Monkawa defied the "model minority" in multiple ways while at Dorsey. He put his artistic talents to work making activist and anti-war statements on campus that made him a troublemaker in the eyes of the administration. In fact, Monkawa was effectively expelled and had his diploma withheld by the school. After Dorsey, he worked low-wage jobs, such as bussing tables in a restaurant, then attended Cal Arts on a scholarship until funding ran out before he could graduate. Ultimately, Monkawa made his way back to Crenshaw.

Although his close friend, Dean Toji, had become a member of the Gidra collective, Monkawa first dismissed this as "charity" work. But as the Vietnam War continued to prick his conscience and as he witnessed more and more Black and Japanese American friends in the community dying of drug overdoses, he resumed questioning power and oppression in society. As a result, Monkawa found himself drawn to the collective, eventually joining in its efforts. As a visual artist, he was particularly moved by a poster in the Gidra office linking corporate production of the "Napalm that blast Vietnamese civilians" and the "barbiturates that were killing African-American and young people and Japanese young people."

Gidra was not the only activist group working to make change at the time. Groups in the Crenshaw area were engaged in multi-faceted organizing. For a brief period in the early 1970s, a Marxist collective called Storefront sought to fuse community work, worker organizing and revolutionary education through its "storefront" office on Jefferson Boulevard. The organization emerged from a political study group of Japanese American activists who made a conscious decision to pursue "Third World" solidarity organizing, especially linking Black and Asian Americans. Meanwhile, some of Gidra's core members formed the Westside Collective, an anti-capitalist housing cooperative of radical Asian American activists, as well the anti-imperialist collective East Wind, which later merged with Chicano and African American-led groups to form the League for Revolutionary Struggle (LRS).

The front page of a December 1973 issue of Gidra. The masthead reads, "Gidra" in a stylized block font. The headline on the front reads, "The Westside Community: ""GETTING IT TOGETHER' AGAINST CRIME." Below is a black and white  illustration followed by three columns of text.
The front page of a December 1973 issue of Gidra, a monthly magazine published by Japanese American students at UCLA between 1969 and 1974, featuring one of Monkawa's artwork. | Courtesy of Gidra and Densho

Gidra tried to remain above the sectarian feuds that often tore apart groups or caused internecine conflicts among leftists based on ideological differences. Still, it closed down in 1974, as did other radical initiatives of that era, following years of intensive, generally non-paid labor by young activists now reexamining their lives and work. Once driven by the belief that revolution was just around the corner, they adjusted to new political realities, family lives and careers. Monkawa continued with East Wind and the LRS, joining with Black, Latinx, white and other Asian American radicals to engage in organizing among labor unions, civil rights organizations, student activists and electoral politics.

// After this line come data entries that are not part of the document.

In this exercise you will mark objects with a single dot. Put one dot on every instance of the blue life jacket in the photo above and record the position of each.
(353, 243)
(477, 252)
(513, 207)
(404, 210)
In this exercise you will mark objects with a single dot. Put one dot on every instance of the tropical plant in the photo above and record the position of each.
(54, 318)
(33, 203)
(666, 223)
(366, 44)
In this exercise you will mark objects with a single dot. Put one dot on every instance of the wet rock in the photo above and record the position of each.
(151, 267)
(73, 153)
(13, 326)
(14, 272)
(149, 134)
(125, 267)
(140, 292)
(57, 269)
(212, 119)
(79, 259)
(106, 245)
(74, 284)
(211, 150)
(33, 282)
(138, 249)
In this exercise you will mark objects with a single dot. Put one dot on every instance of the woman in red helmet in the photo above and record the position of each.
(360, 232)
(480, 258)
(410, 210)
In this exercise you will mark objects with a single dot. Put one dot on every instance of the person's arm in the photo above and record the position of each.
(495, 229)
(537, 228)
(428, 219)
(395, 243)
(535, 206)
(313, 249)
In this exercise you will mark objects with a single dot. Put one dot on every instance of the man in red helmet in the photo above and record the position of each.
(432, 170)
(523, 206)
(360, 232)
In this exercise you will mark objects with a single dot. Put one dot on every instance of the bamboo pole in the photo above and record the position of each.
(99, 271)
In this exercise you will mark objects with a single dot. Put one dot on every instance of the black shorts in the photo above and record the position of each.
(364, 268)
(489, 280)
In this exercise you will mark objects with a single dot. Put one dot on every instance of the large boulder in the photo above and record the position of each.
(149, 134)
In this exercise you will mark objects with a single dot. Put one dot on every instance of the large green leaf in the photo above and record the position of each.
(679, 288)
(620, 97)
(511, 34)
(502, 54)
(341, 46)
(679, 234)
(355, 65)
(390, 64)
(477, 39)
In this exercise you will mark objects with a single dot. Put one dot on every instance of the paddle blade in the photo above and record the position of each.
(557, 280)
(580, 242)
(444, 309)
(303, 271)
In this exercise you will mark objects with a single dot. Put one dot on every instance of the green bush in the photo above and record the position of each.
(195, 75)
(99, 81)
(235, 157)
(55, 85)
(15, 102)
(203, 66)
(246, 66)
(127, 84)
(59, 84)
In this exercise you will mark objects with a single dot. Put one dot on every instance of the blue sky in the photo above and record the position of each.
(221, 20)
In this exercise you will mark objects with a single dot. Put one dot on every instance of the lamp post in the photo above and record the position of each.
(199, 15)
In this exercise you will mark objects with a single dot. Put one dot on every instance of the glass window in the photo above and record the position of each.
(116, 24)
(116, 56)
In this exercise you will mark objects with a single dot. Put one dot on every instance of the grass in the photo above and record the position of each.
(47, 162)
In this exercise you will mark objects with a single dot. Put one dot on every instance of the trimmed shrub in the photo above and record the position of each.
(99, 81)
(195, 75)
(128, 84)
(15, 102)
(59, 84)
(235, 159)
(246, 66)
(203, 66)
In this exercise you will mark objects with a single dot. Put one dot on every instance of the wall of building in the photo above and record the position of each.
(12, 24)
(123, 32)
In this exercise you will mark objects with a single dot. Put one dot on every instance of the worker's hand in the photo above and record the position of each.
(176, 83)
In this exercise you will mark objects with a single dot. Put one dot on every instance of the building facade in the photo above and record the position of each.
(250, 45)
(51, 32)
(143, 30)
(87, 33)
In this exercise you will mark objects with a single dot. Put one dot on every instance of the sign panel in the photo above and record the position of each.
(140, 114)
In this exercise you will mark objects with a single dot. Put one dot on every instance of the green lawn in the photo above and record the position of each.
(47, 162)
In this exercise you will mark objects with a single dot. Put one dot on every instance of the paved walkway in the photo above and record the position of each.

Today, Monkawa remains involved in activism through the Progressive Asian Network for Action (PANA) and has returned to an apartment in Crenshaw. Amid new challenges and crises, many of his convictions remain remarkably consistent. In response to the rise of anti-Asian violence last year, he helped initiate the Neighborhood Safety Companions project in Koreatown, which works with local community members to promote mutual aid and support. As he advocated in Crenshaw five decades ago, Monkawa believes that true solutions to crime and violence must come from grassroots action for structural change based on multiracial solidarity and self-determination rather than escalated policing and criminalization.

I asked Monkawa if, at the ripe age of 70, he is still doing self-defense patrols on the streets with activists who are roughly the age he was when he worked on Gidra.

His answer? "Yes, plan to do it till the day I die."